Takeshi Kitano – Fondation Cartier

29 mars 2010
3715 Vues
kitano_-_fondation_cartier

kitano_-_fondation_cartier::

 

Cinéaste iconoclaste, mais aussi artiste plasticien, peintre, poète, Takeshi Kitano sonde le terrain de l’image dans l’horizon de sa profonde équivocité sans hésiter à en briser la figure sacrée. Signée « Beat Takeshi », l’exposition de la Fondation Cartier sacrifie le célèbre Kitano, plus connu en Occident pour être le sombre réalisateur de Sonatine, Hana-bi, ou Dolls, en faisant pour la première fois toute la lumière sur le travail d’un artiste déjanté dont l’œuvre éclatée n’est que le reflet d’une identité atomisée.


Paradigme explicite du motif affiché de l’exposition, la statue de cire de Beat Takeshi Kitano dressée au cœur du dispositif, exhibant à crâne ouvert sa masse cérébrale sans que l’on sache lequel des deux – de la tête ou du cerveau, du dedans ou du dehors – adresse la parole à l’autre : « Qui es-tu toi qui me regardes ? ». Dédoublement de la pellicule psychique ; Kitano pratique à vif une incision à double tranchant dont l’opération vise à vide l’injonction delphique « Connais-toi toi-même ». Non loin de là, émane d’un théâtre traditionnel Ô-Edo, la musique folklorique du Kabuki, derrière les masques des marionnettes se cachent plusieurs Takeshi.


En un dialogue ininterrompu entre vérité scientifique et esthétique, logos savant et artistique, Kitano désarticule le corpus du sens commun en l’exposant aux limites de sa raison logique : l’installation « Probabilité du hasard », séparée en deux hémisphères agitant sous cloche les pièces d’une horloge démontée, métaphorise, au-dessus d’un chronomètre affichant l’âge de Kitano en temps réel, l’improbable création de l’univers. Au rez-de-chaussée, « Monsieur Pollock », une sphère mobile crachant de la peinture, reproduit par le truchement de ses déplacements mécaniques et aléatoires des toiles évoquant le travail du célèbre peintre américain, Jackson Pollock. Provocation sibylline de l’œuvre d’art par l’œuvre du hasard.

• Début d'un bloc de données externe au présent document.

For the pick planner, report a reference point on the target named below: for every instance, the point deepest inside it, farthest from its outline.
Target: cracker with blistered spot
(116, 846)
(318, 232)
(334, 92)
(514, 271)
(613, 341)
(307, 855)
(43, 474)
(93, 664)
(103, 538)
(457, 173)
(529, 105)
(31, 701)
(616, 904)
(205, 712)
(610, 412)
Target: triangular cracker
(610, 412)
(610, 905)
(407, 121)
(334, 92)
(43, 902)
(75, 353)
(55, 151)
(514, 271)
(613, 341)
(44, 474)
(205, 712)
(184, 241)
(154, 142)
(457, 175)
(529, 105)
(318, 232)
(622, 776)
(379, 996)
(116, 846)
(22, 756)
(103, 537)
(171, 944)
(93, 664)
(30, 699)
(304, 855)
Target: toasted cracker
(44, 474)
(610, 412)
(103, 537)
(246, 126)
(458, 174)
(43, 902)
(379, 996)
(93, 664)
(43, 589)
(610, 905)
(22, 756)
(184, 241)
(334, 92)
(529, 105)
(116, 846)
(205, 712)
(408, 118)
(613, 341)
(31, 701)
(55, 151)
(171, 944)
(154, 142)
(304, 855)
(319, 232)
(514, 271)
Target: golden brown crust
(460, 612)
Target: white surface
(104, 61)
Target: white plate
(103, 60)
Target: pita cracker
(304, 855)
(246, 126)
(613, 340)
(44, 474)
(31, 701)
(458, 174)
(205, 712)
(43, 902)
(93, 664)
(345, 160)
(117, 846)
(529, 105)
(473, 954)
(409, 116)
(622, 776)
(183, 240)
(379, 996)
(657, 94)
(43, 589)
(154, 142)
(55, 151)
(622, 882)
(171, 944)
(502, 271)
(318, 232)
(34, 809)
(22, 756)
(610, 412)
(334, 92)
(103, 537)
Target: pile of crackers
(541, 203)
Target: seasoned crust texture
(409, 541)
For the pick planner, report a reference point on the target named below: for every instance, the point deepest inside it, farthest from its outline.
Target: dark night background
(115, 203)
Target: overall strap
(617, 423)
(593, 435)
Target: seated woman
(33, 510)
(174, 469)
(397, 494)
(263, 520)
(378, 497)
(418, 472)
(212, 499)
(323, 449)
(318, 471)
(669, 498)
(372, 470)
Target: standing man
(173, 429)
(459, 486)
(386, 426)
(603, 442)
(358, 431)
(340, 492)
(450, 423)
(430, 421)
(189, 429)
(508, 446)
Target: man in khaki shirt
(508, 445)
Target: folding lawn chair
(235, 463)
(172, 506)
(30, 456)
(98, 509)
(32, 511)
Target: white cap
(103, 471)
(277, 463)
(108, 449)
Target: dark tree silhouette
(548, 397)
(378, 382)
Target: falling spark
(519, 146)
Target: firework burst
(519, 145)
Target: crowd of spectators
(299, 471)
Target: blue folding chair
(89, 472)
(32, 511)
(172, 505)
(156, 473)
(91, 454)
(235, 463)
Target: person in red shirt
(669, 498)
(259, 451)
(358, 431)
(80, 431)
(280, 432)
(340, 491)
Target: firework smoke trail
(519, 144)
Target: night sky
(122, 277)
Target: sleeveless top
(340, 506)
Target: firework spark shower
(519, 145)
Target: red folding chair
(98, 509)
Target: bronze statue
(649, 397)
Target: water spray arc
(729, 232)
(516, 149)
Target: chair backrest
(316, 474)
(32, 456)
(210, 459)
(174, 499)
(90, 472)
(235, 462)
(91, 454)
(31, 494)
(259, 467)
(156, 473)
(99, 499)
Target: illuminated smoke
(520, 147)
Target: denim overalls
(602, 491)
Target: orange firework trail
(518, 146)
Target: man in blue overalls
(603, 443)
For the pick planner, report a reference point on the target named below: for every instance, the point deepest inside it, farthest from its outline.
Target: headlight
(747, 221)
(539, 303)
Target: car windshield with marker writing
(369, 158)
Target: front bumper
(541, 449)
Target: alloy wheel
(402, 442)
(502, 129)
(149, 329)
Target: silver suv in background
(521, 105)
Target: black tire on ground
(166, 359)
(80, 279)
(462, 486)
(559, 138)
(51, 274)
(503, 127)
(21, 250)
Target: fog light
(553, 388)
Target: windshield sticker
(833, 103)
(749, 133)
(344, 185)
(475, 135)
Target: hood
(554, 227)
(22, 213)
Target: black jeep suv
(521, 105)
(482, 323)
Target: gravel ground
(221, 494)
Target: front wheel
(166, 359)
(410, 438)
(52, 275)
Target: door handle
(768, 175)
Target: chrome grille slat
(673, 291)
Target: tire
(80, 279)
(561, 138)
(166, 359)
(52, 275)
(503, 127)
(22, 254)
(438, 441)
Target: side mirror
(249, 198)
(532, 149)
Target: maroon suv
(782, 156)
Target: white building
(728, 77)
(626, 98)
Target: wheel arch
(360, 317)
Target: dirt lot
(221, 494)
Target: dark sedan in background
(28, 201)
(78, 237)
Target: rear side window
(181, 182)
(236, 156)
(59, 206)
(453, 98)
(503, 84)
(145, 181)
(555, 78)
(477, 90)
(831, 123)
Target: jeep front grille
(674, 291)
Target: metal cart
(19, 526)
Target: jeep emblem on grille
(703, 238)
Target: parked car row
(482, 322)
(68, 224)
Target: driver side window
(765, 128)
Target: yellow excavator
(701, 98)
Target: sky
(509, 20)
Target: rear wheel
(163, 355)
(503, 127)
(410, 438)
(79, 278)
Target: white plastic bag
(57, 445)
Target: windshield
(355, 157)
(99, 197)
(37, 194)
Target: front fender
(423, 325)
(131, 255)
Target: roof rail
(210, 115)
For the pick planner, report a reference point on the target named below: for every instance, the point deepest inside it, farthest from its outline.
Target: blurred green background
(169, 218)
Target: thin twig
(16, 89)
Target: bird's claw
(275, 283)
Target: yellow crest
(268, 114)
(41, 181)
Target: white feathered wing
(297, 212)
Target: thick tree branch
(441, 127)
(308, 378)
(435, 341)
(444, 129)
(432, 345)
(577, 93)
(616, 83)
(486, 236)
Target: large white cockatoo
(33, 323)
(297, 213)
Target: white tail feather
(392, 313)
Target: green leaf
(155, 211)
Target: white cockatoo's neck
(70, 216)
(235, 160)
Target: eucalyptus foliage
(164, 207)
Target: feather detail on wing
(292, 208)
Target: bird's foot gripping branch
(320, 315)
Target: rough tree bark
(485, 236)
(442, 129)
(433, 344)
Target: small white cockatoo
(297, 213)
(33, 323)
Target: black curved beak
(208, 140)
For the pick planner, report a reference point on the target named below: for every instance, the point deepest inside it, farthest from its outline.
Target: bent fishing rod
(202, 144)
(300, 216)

Mise en scène plus satirique que sadique de la peine capitale – pratiquée encore aujourd’hui au Japon , l’exécution ratée d’un criminel condamné à mourir par pendaison, dévisage avec une ironie grinçante la violence d’un régime dont le pouvoir de mort est lui-même à l’agonie. Au sous-sol, à l’instar du laboratoire d’un savant fou, une chambre noire cernée de rideaux rouges diffuse en boucle les expériences loufoques réalisées par Beat Takeshi pour la télévision japonaise. De l’autre côté, taillé aux dimensions d’une baraque foraine des années 50, un cabinet de curiosités abrite de singulières chimères comme autant de crases fantasmées par l’artiste-créateur, n’ayant en commun que leur hybridité, toutes esquisses d’une genèse aux contours redessinés, tel l’éléphant à queue de poisson.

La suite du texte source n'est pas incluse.